This post originally appeared on Matt Weise's blog Outside Your Heaven.
I am embarrassed to say I was unaware of Shinobido's existence until a few months ago, when the design lead of Fallout: New Vegas recommended it to me over drinks at Austin GDC. I was mildly shocked to learn it was by Acquire, the makers of the original Tenchu, and that it continued that game's more open-world approach to stealth that the later Tenchu sequels abandoned.

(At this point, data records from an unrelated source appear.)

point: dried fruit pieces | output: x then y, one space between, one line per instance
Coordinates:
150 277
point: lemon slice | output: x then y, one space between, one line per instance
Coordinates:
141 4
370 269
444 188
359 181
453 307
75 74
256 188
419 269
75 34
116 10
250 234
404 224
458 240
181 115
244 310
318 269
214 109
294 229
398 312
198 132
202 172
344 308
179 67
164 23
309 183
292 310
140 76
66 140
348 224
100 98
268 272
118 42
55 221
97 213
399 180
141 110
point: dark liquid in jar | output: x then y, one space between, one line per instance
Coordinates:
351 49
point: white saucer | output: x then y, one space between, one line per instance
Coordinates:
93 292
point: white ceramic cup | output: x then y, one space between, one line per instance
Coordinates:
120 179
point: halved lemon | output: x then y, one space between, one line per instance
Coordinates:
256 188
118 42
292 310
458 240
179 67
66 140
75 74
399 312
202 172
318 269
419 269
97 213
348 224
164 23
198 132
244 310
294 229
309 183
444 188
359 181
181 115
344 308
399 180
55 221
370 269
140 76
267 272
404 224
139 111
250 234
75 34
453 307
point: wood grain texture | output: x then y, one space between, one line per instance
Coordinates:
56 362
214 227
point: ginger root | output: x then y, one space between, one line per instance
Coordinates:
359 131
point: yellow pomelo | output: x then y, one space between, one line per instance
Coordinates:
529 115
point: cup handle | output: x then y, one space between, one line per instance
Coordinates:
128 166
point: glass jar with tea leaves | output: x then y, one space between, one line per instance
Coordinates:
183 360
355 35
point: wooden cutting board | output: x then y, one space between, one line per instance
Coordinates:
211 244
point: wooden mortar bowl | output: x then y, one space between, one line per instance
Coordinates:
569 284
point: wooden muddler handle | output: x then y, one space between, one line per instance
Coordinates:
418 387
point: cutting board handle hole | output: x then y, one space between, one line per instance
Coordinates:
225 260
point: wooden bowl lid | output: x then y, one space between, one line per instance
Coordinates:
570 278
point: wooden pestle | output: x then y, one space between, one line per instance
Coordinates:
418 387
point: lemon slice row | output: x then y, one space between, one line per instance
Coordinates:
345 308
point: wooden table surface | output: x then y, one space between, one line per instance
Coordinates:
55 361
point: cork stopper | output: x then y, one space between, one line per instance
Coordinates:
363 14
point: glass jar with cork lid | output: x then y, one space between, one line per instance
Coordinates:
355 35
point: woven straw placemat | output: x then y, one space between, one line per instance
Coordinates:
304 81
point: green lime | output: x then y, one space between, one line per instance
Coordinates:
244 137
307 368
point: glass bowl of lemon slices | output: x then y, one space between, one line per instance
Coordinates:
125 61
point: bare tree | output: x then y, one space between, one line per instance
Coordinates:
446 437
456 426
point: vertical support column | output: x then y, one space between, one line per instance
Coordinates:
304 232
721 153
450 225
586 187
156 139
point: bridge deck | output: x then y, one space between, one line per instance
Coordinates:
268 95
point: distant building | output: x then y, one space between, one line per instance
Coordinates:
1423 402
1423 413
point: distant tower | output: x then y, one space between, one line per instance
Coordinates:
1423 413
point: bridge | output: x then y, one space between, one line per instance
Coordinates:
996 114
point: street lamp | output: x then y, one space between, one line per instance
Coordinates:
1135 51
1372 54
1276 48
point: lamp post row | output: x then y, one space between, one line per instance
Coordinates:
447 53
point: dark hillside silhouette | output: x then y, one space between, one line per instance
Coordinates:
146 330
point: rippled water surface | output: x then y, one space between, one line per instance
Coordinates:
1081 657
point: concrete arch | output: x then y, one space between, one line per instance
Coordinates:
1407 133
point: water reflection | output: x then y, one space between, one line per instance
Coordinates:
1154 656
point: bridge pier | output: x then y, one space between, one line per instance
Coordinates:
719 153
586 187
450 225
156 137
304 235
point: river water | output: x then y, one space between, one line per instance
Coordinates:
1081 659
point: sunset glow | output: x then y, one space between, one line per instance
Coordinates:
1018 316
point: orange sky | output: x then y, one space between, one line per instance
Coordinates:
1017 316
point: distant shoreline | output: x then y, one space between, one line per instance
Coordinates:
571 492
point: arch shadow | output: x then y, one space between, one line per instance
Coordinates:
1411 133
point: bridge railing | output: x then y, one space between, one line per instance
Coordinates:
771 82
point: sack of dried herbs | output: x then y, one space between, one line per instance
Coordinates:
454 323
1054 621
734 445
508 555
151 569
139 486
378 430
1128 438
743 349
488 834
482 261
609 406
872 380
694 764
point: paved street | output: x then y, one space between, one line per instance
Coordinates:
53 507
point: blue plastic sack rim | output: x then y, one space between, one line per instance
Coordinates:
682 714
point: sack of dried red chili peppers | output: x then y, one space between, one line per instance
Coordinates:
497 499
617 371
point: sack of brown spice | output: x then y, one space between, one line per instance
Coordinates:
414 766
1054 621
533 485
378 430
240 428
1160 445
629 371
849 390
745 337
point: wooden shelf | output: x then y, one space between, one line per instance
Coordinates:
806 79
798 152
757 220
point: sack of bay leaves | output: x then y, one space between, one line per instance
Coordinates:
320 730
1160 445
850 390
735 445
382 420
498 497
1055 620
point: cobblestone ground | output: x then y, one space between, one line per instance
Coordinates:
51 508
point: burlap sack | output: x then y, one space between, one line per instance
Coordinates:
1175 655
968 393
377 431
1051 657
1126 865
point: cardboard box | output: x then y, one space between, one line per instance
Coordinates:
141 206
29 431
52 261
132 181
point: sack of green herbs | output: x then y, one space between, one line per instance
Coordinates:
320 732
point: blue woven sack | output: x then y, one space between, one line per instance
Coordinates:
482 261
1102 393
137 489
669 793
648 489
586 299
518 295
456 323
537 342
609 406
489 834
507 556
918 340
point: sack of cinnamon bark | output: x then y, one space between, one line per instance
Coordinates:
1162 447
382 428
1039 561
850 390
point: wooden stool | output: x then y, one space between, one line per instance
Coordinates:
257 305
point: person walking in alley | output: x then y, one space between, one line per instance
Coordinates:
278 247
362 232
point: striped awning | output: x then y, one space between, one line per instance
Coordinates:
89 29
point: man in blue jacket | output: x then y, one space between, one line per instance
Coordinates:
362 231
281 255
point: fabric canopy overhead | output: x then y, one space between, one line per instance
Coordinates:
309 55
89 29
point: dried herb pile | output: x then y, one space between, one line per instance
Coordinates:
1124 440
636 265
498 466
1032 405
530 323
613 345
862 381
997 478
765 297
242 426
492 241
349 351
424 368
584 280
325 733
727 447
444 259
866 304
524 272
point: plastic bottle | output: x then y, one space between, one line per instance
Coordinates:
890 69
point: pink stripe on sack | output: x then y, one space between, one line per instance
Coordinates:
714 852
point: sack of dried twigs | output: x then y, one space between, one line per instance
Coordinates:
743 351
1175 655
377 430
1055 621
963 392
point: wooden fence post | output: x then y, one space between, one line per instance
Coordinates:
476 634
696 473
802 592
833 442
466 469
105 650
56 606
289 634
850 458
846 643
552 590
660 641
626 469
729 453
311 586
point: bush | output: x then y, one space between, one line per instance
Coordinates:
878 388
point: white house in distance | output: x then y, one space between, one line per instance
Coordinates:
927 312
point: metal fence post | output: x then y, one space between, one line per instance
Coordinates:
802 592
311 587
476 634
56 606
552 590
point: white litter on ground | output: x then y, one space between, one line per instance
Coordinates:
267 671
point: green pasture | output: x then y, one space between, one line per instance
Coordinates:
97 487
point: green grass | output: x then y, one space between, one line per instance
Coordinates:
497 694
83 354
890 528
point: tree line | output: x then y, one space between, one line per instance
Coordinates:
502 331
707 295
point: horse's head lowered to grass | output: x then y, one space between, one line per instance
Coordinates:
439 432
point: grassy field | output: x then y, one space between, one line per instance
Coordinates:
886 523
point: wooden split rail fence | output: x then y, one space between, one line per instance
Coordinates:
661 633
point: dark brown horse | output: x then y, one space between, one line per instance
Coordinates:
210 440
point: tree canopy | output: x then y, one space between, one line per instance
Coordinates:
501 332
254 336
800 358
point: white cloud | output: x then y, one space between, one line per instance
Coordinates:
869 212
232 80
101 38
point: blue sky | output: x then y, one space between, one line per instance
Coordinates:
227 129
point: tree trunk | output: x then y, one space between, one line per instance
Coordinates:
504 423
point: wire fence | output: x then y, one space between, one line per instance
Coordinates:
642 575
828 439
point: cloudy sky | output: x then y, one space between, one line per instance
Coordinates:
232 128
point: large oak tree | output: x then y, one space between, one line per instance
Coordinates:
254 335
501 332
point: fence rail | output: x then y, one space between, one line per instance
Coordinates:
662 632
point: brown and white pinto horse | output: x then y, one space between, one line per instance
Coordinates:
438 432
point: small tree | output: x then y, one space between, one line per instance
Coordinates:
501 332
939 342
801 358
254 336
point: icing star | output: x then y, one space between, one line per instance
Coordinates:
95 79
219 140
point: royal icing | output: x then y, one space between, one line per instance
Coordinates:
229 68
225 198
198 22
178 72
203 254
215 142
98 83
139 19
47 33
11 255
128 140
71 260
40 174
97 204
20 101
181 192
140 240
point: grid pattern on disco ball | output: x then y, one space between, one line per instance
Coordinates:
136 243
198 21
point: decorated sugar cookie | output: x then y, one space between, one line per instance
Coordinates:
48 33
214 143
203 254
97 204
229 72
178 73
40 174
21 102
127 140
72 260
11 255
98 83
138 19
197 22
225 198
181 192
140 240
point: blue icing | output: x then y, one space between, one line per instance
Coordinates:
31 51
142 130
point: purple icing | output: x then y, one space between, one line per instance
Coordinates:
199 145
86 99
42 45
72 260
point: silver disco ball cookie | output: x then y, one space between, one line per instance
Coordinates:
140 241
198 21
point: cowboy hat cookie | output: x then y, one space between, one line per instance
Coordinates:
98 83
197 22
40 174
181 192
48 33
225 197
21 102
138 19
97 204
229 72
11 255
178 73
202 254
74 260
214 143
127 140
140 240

I had no idea Acquire had lost the Tenchu license, and that after they lost it they created Shinobido as its spiritual successor, combining its open level design with the choice-driven narrative structure they pioneered in Way of the Samurai, their other main series. Given my love of Tenchu, Way of the Samurai, and open-world experiments in general I was flabbergasted this game somehow got by me... until I discovered it had been localized for PAL regions only. Apparently it was too experimental for us yanks.
Shinobido looks a bit like Tenchu 3 at first glance, only unlike From Software's PS2 sequel it isn't just a streamlined version of Tenchu 1 with prettier graphics. It's a crazy, ambitious experiment that feels more like a "ninja simulator" than a game. It's over-arching structure reminds me a lot of Deus Ex (though it obviously comes from Way of the Samurai) with three opposing warlords all seeking your service in their quest for political power.
Each "phase" of the game involves a series of opposing job offers, only one of which you can take. What really makes this interesting is how elegantly the high level politics connect with the low level gameplay. You can accept missions against lords who like you, and they will be none the wiser if you are clever enough not to get caught. This is, in fact, how a faction system should work: as a matter of NPC perception, not global switches.
Failing a mission does not mean death in Shinobido. I means humiliation, the loss of reputation with a lord. In fact, you can only "die" during certain boss fights, something which the game warns you about beforehand and gives you the option to opt out if you aren't confident you will survive. Although you can cheat this system with save/loading, it is extremely tedious to do so, making Shinobido a game about weighing the political consequences of every moment.
You have to be very good at being silent in order to navigate the politics effectively, and the way the game brutally punishes any form of grandstanding reinforces this. Taking on multiple opponents, martial arts movie-style, is quite impossible. A group of startled guards will simply rush you, screaming into the night for anyone in earshot to help. Soon the whole damn neighborhood is awake, your lord will be furious, and you feel like the worst ninja ever.
To me this is a much cleaner, more interesting variation on the faction politics of Deus Ex 2, in which faction decisions didn't seem to effect the core gameplay as directly or as obviously. I love the idea that a faction is a living organism with persistent features that change based on your story decisions, and Shinobido deserves credit for showcasing this idea well, even if it doesn't explore the idea fully.
Physics are a big part of Shinobido's gameplay, which is usual for a Japanese game, and is the source of some of its flaws. In a game with consequences this steep, the unpredictability of collision at times can be very frustrating, though it does contribute to general sense that being a properly elegant ninja takes real dedication (the animation for when you trip over a dead body, for example, seems designed to humiliate).